「文芸」で書籍化を目指すには 「オファーの瞬間」特別座談会

2023年4月に、カクヨムに投稿された文芸作品が3作品書籍として発売されます。そのジャンルは、SF、BL、ホラーとバラバラ。はたしてこれらの作品は、どのような過程を経て書籍化が決定されたのか。また編集者たちはどのような思いで作品を探しているのか。「オファーの瞬間」の特別編として開催された座談会では、「文芸編集部カクヨム班」に所属する編集者4名が集まって、自分たちが手がけた書籍のPR、そして作品探しの方法について余すことなく本音で語りました。(構成/柿崎 憲)

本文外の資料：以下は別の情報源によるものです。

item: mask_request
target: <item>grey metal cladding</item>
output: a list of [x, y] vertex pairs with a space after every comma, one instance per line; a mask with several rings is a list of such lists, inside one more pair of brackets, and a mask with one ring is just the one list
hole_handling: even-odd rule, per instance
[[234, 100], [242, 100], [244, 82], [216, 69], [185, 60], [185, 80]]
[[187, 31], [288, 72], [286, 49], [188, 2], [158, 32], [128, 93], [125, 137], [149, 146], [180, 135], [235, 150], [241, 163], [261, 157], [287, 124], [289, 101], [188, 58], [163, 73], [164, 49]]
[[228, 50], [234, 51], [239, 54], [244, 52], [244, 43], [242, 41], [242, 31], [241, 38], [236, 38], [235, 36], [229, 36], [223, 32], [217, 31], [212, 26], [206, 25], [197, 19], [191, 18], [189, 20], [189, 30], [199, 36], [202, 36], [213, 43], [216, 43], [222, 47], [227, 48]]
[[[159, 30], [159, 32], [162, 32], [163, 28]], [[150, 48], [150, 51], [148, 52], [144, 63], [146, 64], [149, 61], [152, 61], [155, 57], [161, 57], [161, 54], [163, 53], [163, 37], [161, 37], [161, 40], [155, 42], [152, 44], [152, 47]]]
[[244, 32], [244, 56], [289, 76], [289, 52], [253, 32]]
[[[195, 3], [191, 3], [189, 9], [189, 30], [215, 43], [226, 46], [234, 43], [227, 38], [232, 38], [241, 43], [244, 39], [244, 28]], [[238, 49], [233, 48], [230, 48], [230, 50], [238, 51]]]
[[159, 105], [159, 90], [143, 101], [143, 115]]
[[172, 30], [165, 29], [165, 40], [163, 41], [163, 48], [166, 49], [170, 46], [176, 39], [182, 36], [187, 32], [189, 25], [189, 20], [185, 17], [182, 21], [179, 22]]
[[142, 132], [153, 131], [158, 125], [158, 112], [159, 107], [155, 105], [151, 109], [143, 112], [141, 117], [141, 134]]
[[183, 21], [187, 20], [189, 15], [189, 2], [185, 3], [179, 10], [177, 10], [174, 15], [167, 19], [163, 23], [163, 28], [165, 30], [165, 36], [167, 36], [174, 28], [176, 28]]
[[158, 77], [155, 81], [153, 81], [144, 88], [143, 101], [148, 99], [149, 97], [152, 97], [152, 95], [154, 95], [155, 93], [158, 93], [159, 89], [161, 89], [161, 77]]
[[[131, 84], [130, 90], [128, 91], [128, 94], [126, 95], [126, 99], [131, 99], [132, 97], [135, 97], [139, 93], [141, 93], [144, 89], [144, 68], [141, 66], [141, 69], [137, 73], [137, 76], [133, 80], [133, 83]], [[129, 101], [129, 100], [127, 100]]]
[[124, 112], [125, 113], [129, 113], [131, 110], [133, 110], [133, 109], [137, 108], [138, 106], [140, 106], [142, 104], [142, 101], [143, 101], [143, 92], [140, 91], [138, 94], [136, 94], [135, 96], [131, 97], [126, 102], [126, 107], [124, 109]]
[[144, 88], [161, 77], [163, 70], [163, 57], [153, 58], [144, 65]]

「文芸編集部カクヨム班」の編集者たちの素性を初公開!

編集K:カクヨムユーザーのみなさま、初めまして。今日はKADOKAWA文芸編集部のメンバーが集まって、書籍化が決まった作品についてあれこれ話してみたいと思います。名づけて「文芸編集部カクヨム班」がどんな原稿を求めているのかという話ものちほどしたいと思いますが、まずはメンバーを紹介しましょう。私は文芸単行本の編集長で、このチームのリーダーを務めている編集Kです。文芸編集歴は20年弱で、これまでに森見登美彦さんの『夜は短し歩けよ乙女』や少し前に直木賞を授賞した黒川博行さんの『破門』の連載、最近では佐藤亜紀さんや佐々木譲さんの書籍を担当しました。

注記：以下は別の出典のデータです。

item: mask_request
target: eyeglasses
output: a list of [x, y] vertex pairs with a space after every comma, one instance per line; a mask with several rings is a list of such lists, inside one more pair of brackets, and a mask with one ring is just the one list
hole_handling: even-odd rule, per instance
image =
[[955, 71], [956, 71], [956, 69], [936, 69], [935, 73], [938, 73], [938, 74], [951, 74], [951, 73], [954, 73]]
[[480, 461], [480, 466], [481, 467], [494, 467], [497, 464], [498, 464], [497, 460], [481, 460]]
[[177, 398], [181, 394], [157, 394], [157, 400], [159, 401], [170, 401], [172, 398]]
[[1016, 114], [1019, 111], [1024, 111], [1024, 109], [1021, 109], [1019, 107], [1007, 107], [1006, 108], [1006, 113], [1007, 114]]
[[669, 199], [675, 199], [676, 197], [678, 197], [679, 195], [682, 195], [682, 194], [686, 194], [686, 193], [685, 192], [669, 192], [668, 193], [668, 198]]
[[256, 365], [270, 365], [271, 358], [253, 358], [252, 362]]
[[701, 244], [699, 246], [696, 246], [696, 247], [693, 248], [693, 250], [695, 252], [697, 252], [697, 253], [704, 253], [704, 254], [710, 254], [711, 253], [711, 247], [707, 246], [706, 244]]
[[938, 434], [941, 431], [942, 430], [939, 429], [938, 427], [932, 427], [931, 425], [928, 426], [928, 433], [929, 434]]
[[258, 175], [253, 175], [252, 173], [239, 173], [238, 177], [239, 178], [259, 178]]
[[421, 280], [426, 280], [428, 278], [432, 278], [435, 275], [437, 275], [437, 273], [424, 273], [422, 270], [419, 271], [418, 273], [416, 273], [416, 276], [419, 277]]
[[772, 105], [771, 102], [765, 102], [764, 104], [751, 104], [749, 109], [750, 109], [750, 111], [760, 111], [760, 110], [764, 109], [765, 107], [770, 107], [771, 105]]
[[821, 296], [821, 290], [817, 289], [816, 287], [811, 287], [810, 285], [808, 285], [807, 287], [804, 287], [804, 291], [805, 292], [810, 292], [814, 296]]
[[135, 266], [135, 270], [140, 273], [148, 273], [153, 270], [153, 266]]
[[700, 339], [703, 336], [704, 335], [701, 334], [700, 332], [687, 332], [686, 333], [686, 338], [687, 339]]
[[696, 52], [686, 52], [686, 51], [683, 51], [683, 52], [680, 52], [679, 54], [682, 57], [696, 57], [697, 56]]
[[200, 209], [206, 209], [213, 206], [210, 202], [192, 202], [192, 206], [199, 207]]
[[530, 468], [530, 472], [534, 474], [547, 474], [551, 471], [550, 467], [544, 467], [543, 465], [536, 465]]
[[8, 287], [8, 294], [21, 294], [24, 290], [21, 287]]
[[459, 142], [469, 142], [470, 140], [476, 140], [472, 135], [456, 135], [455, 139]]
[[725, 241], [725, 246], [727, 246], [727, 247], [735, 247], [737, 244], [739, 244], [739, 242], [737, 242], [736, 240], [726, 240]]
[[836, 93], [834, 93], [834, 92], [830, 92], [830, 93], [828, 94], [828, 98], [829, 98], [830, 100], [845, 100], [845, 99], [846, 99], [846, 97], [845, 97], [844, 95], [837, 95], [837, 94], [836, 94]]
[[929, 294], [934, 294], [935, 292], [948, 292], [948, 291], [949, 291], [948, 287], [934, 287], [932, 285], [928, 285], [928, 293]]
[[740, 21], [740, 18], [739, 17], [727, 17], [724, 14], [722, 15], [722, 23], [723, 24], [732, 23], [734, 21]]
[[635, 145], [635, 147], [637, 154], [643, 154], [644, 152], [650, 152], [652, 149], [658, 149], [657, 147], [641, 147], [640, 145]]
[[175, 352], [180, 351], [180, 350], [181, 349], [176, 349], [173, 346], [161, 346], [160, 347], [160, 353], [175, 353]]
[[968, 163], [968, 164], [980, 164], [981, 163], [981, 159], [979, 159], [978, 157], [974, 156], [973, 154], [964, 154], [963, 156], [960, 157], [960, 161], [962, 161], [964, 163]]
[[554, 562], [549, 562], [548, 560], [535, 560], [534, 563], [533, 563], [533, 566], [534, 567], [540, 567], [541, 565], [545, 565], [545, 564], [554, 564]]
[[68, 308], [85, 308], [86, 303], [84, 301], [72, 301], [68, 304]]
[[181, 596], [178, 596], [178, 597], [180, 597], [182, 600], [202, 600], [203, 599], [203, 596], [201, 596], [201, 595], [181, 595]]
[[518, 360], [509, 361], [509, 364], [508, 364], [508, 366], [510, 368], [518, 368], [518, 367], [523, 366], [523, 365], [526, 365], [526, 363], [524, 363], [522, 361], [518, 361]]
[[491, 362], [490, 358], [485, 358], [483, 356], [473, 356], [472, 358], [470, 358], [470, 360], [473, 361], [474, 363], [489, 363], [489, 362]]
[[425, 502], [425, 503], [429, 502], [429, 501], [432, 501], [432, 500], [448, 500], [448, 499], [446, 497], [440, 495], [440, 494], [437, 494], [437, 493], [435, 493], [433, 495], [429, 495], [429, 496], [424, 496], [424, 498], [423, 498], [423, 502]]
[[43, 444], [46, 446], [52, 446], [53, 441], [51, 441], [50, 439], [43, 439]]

編集W:Wといいます。私は新卒でKADOKAWAに入社して、最初の3年ほどはスニーカー文庫編集部にいました。それから文芸の編集部に異動して5年ほど経つので、編集者歴は9年目です。スニーカー文庫時代には『スーパーカブ』や『ひげを剃る。そして女子高生を拾う。』シリーズをカクヨムから立ち上げました。文芸に移ってからは、横溝正史ミステリ&ホラー大賞作家である新名智さんの『あさとほ』が最近の担当作の一押しの作品です。また昨年12月には『今昔奈良物語集』というタイトルで、あをにまるさんのカクヨム投稿作を書籍化しました。得意とするジャンルはミステリーと日本文学です。

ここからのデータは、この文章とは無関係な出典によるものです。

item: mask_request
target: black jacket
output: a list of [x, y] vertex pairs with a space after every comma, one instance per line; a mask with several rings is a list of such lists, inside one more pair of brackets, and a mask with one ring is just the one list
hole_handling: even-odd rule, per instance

編集I:編集Iです。私は最初はメディアファクトリーに入社して8年ほどダ・ヴィンチという雑誌の編集をしながら本を作り、文芸の編集部には2015年頃に移ってきました。これまで編集した作品で印象深かったのは、ドラマ化もされた『校閲ガール』シリーズです。それと現在は「怪と幽」というお化け系の雑誌の編集もしています。怖い話は実はそれほど得意じゃないんですけど……。

編集W:えっ!? そうなんですか?

編集I:得意じゃないというか、怖い話そのものよりも、人間が何を怖いかというところに興味があるみたいな感じですね。

奥村:編集の奥村です。僕はTwitterでも担当作の話をしているので、実名で大丈夫です。あとで告知したいこともあるので。僕はもともと富士見ファンタジア文庫編集部にいたんですが、それから早川書房で勤めて、約2年前にKADOKAWAに転職しました。文芸編集部ではまだそこまで仕事をしているわけではないんですけれど、早川書房にいた頃には、先日直木賞を授賞された小川哲さんの『ゲームの王国』や、カクヨムで『横浜駅SF』を書かれていた柞刈湯葉さんの『人間たちの話』、三秋縋さんの『君の話』などを担当していました。なので早川の時はほぼSFをやっていまして、今回はそうした経緯もあって宮野優さんの『トゥモロー・ネヴァー・ノウズ』を担当させていただいています。

編集K:「文芸編集部カクヨム班」は基本的にこのメンバーとあと数人、単行本編集部と角川文庫編集部、それから角川ホラー文庫編集部の人間が集まってやっています。さまざまなバックグラウンドを持った編集者が携わっていますね。カクヨムからはすでに多くの作品が書籍化されているのですが、その中でも我々はライトノベルや新文芸といったジャンルではなく、「一般文芸」の作品を書籍化するチームで、今回は4月に書籍化する作品の紹介と同時に、我々がどのような基準で作品を探しているかということも話していきたいと思います。ではWさんから普段の活動の内容を教えてもらっていいですか?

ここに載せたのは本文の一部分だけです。